Harunata (28 July 1953 – 20 January 2023) was an Indonesian bureaucrat and politician who served as the Regent of Lahat from 1998 until 2008. Previously, Harunata worked as a bureaucrat at the Department of Home Affairs. He resumed his career in the department after the end of his term as regent.

== Early life and education ==
Harunata was born on 28 July 1953 in Lahat. Harunata began his education at the 5th Lahat State High School from 1960 until 1966. Upon finishing his primary education, Harunata attended Saint Joseph school and graduated from there in 1972. He then studied at the University of Birmingham and obtained a diploma in development finance in 1975.

Harunata continued to pursue education during his career as bureaucrat and politician. He studied at the faculty of governance and administration in the Jakarta University and graduated in 1989. During his tenure as regent, Harunata undertook further studies at the Artha Bodhi Iswara Institute of Economic Science in Surabaya and at the National Resilience Institute, which he completed in 2002.

== Career ==
Harunata returned to Indonesia after his graduation from the University of Birmingham. He began his career as a staff in the Department of Home Affairs. Three years later, in 1978 Harunata was appointed the head of the provincial taxation section in the department. He would hold this position for almost two decades until 1996, when he was finally promoted to become the head of the regional taxation sub-directorate in the ministry. During this period, Harunata was frequently sent abroad to study taxation and administration.

In October 1998, the Lahat local council held an election for the region's regent. Harunata, who was nominated for the election, had to face the incumbent regent Solichin Daud. Harunata eventually won the election with 25 out of 44 votes. He was installed shortly afterwards. After his first term ended in 2003, he was reelected for a second term and served until 2008.

Under his leadership, the region suffered two consecutive major floods. The first one, which occurred in February 2004, caused the destruction of several houses. Harunata instructed the relocation of residences within the flood area to a safer region. The second one occurred in January 2007 and caused the destruction of the Sumatra Central Highway and several connecting bridges in the region. Several hours after the incident, Harunata conducted an inspection of the damages caused by the flood and the landslide.

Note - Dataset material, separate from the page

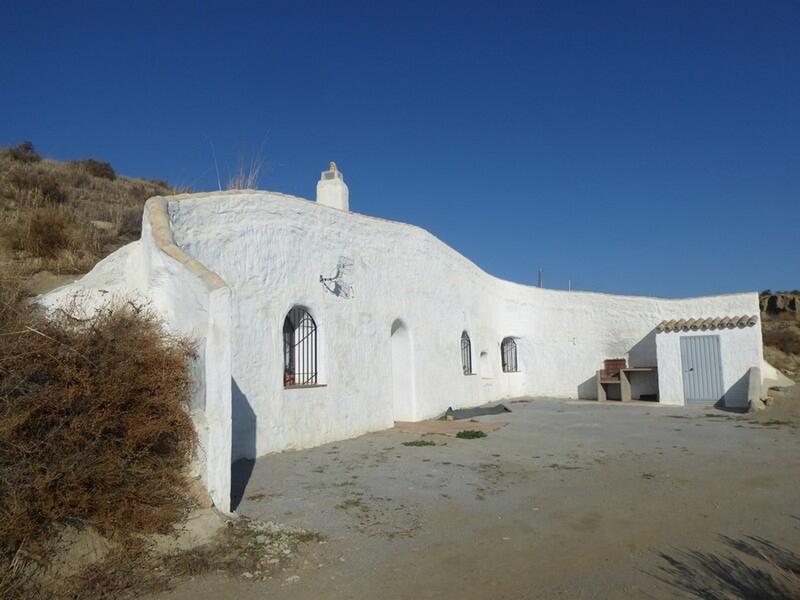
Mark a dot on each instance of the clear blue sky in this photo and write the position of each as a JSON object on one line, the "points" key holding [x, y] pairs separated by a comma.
{"points": [[637, 147]]}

At the end of his term, Harunata attempted to run as a candidate for the vice governor of South Sumatra from the Indonesian Democratic Party of Struggle. However, he failed to secure endorsement from the party and withdrew his candidacy.

Harunata resumed his career in the Department of Home Affairs after the end of his term. He was appointed by minister Gamawan Fauzi as his expert staff. In the middle of 2012, Harunata became the head of the department's education and training center. Under his leadership, the center began holding orientation courses for regional heads. In September 2012, Harunata arranged to send several regents in Indonesia to attend an executive education course at the Harvard Kennedy School. Due to his work in the department, Harunata was nominated as a member of the National Civil Service Commission.

== Later life ==
Harunata resided in Bekasi after his retirement from the government. In the 2018 South Sumatra gubernatorial election, Harunata publicly endorsed Herman Deru and became the coordinator of Deru's campaign team in Lahat. Later that year, Harunata announced his intentions to run as a candidate for the People's Representative Council in the 2019 Indonesian general election . He eventually secured a nomination from the Democratic Party, but failed to win a seat in the election.

== Personal life and death ==
Harunata was married to Herlin on 27 December 1981. The couple has two sons.

Harunata was a Muslim. He died at his residence in Bekasi on 20 January 2023, aged 69. He was buried at the San Diego Hills cemetery in Karawang a day after his death.